Wednesday, 20 February 2019

The Humorless Ladies Of Border Control

Franz Nicolay, best known as the Hold Steady's mustachioed keyboard player, quit his band in 2009 and spent the next five years on a seemingly neverending DIY tour across what used to be known as the Eastern bloc playing solo shows in anarcho-leftist squats and damp basements with just a guitar, a banjo, an accordion and, occasionally, his wife. This is the book about those five years.

I became a professional traveler. It said “musician” on my tax returns, but if you drew a bar graph illustrating how I spent my years, “music” would be a matchbox, and “travel” and “waiting” twin towers. I stopped having real friends. My old friends still saw one another, met for drinks, fell in and out of love — they just did it without me. And my new friends were either friends of necessity — we were trapped in the same rolling boxes — or of transience, necessarily shallow relationships since I wouldn’t see them until their own orbit blipped through mine again.

"The Humorless Ladies Of Border Control" (rather catchily subtitled "Touring The Punk Rock Underground From Belgrade To Ulaanbaatar") is not strictly a book about DYI punk rock touring, however: Yes, it is that, and I suppose those are the parts of the book of most interest to the readers of this particular blog, but it's also a snapshot of the past and a window into the future of punk rock in the former communist countries, and it's also a wonderful and accurate travelogue and description of what life is like in Ukraine, Bulgaria, even Mongolia from a countercultural perspective. Nicolai certainly knows his Eastern European history and politics, is a keen observer of human behavior, traits and flaws, ventures off the beaten track and keeps a detailed diary in a writing style that's equal measures informative and entertaining.

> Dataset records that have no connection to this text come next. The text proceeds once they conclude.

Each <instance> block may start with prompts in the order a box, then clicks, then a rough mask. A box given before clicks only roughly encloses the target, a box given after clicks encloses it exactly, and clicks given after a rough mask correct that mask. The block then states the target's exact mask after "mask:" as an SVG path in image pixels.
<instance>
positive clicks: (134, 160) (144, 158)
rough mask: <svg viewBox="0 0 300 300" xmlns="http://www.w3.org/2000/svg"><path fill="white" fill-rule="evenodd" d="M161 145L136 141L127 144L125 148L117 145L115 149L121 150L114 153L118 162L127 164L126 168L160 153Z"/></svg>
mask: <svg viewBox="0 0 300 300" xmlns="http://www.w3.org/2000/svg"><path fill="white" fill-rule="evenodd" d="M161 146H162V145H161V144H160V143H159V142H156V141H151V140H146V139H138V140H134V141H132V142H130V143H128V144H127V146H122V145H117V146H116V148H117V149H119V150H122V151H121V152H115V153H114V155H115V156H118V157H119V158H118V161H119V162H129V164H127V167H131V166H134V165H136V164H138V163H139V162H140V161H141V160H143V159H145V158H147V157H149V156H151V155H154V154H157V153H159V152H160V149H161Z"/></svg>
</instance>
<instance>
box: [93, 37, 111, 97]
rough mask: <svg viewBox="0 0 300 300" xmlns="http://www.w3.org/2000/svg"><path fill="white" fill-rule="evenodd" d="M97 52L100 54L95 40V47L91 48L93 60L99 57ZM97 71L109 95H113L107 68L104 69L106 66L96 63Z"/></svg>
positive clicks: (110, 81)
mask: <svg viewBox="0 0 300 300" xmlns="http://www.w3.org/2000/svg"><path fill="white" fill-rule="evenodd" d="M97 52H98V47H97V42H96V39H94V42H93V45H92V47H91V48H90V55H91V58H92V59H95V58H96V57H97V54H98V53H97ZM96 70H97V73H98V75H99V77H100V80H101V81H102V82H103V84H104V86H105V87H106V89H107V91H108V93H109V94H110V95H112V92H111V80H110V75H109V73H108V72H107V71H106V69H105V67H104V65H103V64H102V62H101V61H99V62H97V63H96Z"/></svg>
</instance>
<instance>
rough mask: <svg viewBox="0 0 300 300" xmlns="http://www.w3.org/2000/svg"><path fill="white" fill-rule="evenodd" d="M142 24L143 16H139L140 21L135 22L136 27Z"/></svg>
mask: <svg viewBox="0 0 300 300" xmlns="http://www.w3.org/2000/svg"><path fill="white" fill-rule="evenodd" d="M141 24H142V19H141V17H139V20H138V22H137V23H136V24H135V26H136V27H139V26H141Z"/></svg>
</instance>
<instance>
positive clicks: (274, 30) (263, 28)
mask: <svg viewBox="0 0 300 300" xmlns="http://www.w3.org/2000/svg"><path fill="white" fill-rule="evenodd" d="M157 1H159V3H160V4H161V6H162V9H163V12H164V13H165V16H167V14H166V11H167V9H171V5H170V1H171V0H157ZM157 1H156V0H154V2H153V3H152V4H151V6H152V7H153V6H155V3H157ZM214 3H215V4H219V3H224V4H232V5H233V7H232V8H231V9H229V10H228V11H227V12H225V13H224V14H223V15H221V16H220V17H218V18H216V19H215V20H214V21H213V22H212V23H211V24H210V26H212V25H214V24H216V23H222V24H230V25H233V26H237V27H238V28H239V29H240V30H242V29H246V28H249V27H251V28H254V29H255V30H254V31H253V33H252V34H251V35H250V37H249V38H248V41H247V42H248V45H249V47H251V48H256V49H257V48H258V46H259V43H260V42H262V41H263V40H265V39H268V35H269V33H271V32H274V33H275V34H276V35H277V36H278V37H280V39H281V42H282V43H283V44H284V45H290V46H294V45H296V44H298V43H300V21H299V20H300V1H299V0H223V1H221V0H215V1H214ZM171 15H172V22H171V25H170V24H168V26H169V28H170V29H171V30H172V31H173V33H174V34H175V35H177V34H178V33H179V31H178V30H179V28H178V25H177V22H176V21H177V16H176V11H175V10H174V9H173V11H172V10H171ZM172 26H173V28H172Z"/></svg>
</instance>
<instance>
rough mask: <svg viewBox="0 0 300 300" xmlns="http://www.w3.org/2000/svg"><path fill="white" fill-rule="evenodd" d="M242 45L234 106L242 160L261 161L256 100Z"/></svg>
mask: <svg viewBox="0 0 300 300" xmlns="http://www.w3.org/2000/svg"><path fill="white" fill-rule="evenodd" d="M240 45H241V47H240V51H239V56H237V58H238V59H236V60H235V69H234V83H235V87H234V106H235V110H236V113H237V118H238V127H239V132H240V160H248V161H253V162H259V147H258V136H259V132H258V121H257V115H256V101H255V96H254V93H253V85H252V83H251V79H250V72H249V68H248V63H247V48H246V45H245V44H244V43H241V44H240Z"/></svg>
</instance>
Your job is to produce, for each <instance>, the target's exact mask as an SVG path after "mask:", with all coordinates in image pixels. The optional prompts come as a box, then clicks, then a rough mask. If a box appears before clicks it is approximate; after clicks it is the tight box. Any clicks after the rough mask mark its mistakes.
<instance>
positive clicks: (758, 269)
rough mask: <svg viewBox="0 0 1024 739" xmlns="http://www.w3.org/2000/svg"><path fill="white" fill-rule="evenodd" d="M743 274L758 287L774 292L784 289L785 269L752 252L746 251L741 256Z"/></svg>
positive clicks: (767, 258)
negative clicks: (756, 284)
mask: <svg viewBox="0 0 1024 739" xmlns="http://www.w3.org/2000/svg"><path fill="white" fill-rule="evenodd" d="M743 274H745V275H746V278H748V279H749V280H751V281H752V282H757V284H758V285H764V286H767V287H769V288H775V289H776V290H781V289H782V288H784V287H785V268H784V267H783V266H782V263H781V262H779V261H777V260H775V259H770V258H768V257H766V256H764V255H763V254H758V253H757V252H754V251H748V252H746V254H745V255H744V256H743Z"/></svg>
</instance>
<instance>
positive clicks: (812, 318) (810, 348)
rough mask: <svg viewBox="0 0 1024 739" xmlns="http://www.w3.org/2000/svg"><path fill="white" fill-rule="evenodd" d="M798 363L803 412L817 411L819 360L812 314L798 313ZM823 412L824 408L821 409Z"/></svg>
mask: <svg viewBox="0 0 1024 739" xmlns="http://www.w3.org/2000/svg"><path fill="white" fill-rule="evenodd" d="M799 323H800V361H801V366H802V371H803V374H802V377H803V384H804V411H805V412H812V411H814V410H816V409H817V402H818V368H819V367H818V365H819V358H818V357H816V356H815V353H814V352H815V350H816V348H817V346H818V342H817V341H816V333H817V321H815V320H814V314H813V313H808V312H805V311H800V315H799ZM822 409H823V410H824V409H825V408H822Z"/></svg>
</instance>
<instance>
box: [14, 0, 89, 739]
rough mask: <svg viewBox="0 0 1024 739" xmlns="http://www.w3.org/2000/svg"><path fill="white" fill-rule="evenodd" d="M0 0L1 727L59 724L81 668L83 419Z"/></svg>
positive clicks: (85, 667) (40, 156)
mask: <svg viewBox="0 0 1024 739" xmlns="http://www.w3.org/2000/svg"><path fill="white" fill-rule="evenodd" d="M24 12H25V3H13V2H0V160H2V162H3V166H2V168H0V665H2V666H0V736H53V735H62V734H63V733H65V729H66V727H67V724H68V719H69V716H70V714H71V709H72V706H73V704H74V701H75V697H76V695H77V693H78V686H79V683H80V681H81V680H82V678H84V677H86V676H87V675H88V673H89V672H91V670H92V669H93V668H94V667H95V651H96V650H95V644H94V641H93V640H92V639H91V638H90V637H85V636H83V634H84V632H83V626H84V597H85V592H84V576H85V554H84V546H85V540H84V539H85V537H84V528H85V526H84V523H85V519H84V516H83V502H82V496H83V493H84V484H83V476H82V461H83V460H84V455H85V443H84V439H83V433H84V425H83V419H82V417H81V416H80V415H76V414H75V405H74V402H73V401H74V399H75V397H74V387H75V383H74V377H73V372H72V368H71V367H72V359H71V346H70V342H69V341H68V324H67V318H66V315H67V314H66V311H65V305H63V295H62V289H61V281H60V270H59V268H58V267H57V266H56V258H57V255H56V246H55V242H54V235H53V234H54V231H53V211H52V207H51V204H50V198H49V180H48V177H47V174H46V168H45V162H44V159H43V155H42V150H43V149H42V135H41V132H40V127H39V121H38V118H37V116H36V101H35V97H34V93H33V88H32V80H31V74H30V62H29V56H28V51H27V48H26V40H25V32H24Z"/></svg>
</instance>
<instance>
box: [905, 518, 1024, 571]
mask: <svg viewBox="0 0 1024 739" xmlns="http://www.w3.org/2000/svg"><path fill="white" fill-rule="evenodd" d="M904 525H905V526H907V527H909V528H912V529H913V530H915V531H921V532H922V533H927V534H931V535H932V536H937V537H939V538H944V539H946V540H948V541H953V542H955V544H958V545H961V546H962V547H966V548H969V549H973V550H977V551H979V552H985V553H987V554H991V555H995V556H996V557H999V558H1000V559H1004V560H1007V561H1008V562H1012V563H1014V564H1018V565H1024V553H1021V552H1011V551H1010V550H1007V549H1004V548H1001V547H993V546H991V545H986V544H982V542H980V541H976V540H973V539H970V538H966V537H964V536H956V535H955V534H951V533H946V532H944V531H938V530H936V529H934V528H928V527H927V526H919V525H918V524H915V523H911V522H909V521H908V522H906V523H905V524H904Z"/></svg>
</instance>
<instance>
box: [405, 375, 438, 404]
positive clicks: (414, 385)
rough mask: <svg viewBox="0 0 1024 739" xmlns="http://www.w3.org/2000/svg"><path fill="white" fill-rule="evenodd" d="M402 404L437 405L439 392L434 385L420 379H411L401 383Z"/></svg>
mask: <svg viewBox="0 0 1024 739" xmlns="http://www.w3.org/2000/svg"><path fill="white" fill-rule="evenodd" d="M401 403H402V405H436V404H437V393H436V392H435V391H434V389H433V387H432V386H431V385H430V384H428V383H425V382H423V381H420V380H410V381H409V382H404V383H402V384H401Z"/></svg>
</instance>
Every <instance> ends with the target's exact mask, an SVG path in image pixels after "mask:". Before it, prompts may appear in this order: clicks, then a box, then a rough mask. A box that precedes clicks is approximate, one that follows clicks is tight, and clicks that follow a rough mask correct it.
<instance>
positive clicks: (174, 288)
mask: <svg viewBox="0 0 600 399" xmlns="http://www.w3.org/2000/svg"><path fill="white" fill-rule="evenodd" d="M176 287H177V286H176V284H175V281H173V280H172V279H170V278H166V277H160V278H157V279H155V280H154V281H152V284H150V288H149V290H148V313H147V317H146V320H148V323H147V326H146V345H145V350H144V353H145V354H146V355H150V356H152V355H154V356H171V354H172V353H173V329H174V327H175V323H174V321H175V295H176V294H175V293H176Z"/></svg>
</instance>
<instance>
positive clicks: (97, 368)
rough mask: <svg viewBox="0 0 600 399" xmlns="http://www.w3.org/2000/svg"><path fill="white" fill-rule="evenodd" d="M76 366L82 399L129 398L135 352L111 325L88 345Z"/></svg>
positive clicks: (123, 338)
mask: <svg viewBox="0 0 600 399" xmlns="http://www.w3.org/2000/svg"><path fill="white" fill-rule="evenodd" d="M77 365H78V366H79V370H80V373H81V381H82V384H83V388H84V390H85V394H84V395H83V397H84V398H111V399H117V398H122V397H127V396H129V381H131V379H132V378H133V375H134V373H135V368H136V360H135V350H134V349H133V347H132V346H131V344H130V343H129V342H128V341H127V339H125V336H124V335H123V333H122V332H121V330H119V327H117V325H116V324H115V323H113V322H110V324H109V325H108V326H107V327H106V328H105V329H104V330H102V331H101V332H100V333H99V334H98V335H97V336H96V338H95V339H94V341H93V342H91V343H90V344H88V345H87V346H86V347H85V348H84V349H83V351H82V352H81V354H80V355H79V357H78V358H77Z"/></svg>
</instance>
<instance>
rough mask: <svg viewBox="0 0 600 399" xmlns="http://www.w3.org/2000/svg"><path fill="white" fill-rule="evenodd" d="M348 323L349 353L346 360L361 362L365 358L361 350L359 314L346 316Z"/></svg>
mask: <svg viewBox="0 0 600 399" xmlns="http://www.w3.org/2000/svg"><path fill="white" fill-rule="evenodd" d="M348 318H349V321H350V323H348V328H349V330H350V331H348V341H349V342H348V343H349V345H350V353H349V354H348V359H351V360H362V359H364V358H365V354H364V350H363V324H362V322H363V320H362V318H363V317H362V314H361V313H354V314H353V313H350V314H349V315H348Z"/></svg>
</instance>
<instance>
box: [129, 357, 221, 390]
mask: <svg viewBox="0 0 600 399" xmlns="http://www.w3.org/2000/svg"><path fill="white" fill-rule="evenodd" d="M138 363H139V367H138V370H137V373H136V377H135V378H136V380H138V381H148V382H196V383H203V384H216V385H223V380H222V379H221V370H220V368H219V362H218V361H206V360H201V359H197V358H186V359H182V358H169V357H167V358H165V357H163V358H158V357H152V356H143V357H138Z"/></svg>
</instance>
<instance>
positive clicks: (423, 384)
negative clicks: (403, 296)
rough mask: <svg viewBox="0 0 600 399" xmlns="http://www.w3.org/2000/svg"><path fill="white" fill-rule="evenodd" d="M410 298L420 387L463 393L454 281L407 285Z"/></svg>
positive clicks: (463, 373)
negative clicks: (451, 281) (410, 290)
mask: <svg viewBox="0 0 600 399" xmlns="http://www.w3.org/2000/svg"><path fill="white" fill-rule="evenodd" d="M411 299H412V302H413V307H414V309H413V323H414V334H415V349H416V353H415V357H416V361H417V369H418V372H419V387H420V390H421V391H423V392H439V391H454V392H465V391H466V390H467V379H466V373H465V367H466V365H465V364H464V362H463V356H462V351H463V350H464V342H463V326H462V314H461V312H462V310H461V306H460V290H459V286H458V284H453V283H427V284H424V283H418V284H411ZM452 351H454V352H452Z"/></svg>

There is a great deal of similarity between touring life and military life: small groups of men (and it is still, almost always, men) of disparate backgrounds, bonded by close quarters, foreign places, and meager rations, engaged in activities of dubious purpose but governed by vague and powerful ideals—patriotism, punk rock, machismo. The rules are the same: Do your job. Pack light. Defend your gang, don’t get off the boat, beware of strangers. Sleep stacked three-deep in bus bunks like submariners or curled in hard foxhole corners. Release your tensions in promiscuity, alcoholism, and violence. Keep your mouth shut. Keep your feet dry. Above all, don’t complain.

The book features a fantastic supporting cast of ageing hipsters, idealistic concert promoters, weirdo train riders, Mongolian neo-Nazis and Hot Water Music T-shirts, and is certainly an eye-opener if you'd never thought that a punk rock scene exists in Siberia or didn't know/care that an actual war is still going on in the Black Sea region of Crimea. So do yourself a big favor, pick up a copy of this book, and enjoy passages about train travel across Russia such as this one:

We asked the provodnitsa (the iconic uniformed carriage attendant who brings linens and dispenses tea) if anyone else will be in our coupe. “For a thousand rubles,” she said, “I can make sure there isn’t.”
We passed a train labeled НОВОТРАНС, which is pronounced “Novotrans” but which I couldn’t help but read as “Hobo Trains.” Finally, they’ve got their own! Separate but equal.